In 1962, Chicago opened a trio of connected terminal buildings at O’Hare International Airport, which would quickly become the busiest airport in the world.
Only two of the three buildings are still standing 56 years later, but not for much longer. The City Council recently approved an eight-year, $8.5 billion expansion of O’Hare that includes replacing Terminal 2 with a new global terminal that Mayor Rahm Emanuel’s office says will make the city an international travel hub.
Crain’s Chicago Business reporter Dennis Rodkin discusses the changes in O’Hare’s terminals throughout history and what its appearance tells us about Chicago’s role in midcentury America.
Chicago takes its national place
Chicago’s 1960s expansion of O’Hare looked differently than the airport architecture in other cities. New York, Washington, and St. Louis built midcentury airline terminals with swooping ceilings and soaring curves, some of them still beloved landmarks for their ability to evoke flight and modern times. But Chicago had something else in mind: business.
Like its Ludwig Mies van Der Rohe buildings downtown and on the Illinois Institute of Technology campus, Chicago’s airport was a thing of simple, straight lines, efficient to build on the huge scale that Chicago leaders wanted. The city had been the nation’s rail hub for more than a century, and since right after World War II, Mayor Richard J. Daley and others had been focused on capturing the same central role in air travel.

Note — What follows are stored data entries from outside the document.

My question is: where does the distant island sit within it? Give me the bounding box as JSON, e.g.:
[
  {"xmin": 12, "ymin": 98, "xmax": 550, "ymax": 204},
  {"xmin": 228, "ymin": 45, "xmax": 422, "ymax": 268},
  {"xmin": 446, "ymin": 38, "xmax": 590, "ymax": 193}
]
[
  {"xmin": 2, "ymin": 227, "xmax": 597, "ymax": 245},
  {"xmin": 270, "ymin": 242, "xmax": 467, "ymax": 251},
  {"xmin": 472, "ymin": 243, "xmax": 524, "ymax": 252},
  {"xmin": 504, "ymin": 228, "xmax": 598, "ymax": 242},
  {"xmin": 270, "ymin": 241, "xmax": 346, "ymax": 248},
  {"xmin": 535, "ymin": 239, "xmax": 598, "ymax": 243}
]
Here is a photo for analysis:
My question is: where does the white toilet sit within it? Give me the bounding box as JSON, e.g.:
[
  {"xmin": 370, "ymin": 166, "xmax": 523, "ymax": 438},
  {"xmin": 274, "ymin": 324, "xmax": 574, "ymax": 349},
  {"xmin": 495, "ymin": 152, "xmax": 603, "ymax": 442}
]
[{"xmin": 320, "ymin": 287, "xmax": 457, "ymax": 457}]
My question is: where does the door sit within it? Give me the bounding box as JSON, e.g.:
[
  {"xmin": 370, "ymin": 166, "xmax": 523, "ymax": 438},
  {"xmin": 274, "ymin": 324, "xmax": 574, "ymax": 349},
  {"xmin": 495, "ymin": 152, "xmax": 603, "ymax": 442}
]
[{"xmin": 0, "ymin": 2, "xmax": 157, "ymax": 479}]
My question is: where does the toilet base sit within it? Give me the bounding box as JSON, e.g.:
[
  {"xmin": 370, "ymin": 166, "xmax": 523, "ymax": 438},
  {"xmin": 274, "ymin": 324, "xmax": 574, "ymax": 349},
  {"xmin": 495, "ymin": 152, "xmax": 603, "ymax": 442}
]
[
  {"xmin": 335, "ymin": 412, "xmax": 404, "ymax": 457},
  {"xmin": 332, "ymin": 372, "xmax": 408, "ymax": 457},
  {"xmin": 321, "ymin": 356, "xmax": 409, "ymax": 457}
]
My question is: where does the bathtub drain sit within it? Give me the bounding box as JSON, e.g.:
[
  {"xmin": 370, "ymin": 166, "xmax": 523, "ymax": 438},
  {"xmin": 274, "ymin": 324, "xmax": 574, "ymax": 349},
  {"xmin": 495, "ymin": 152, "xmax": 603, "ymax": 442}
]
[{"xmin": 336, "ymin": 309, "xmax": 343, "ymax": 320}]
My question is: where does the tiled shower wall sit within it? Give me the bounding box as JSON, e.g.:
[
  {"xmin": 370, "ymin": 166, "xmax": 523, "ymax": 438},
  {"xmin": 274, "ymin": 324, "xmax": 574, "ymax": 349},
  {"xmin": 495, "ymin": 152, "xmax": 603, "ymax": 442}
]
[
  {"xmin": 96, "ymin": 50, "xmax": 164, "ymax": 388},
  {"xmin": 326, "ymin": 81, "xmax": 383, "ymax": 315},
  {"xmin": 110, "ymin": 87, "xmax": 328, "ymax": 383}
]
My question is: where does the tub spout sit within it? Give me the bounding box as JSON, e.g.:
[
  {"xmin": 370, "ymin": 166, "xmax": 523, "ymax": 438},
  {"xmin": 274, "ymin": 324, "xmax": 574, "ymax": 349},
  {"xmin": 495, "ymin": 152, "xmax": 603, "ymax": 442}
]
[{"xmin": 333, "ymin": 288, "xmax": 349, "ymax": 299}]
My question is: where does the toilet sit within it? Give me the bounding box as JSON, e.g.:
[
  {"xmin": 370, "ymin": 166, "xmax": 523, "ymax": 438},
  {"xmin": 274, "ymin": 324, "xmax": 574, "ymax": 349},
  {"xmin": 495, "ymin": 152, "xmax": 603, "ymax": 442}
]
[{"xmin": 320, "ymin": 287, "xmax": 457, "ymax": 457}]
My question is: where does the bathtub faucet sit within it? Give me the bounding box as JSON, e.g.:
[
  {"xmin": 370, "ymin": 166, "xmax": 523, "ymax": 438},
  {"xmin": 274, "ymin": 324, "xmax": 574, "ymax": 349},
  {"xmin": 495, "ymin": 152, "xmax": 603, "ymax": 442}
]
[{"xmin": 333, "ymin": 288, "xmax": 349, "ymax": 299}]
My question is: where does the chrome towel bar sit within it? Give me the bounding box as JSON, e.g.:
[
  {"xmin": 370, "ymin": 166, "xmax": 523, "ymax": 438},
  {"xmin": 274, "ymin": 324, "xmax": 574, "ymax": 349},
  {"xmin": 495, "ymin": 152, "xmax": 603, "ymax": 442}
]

When the terminals and their 5,000-car parking lot opened in 1962, the city transferred all scheduled flights from Midway to O’Hare. By the end of the year, 10 million people had flown through O’Hare. Three years later, it was twice that, and in another three years, the total hit 30 million passengers.
Growth and expansion
As air travel in the U.S. and through O’Hare continued to boom, the airport kept growing. Terminal 1 was replaced by a building designed by Helmut Jahn in 1987, and Terminal 4 — the international terminal — opened in 1993.
Multilevel roads, an airport hotel, the people mover, a new and larger air traffic control tower, and other additions have been made over the years. But through it all, Terminal 2’s original grid wall stayed largely unchanged. It has been enlarged and redecorated many times over the years, but hiding in plain sight is the boxy grid of the original buildings, classic no-nonsense Chicago modernism.
Although extensively renovated in the late 1980s by American Airlines, Terminal 3 still has much of its grid visible in the main building. If the expansion plan goes through as planned, in a few years that will be all that remains of the original O’Hare terminals.
That was the place that President John F. Kennedy, dedicating the airport beside Mayor Richard J. Daley on March 23, 1963, described as “an extraordinary airport [in] an extraordinary city, and an extraordinary country, and it could be classed as one of the wonders of the modern world.”
Correction: A caption to an AP photo incorrectly stated the photo of an aerial view of Chicago included O’Hare International Airport when it did not. The photo has been replaced.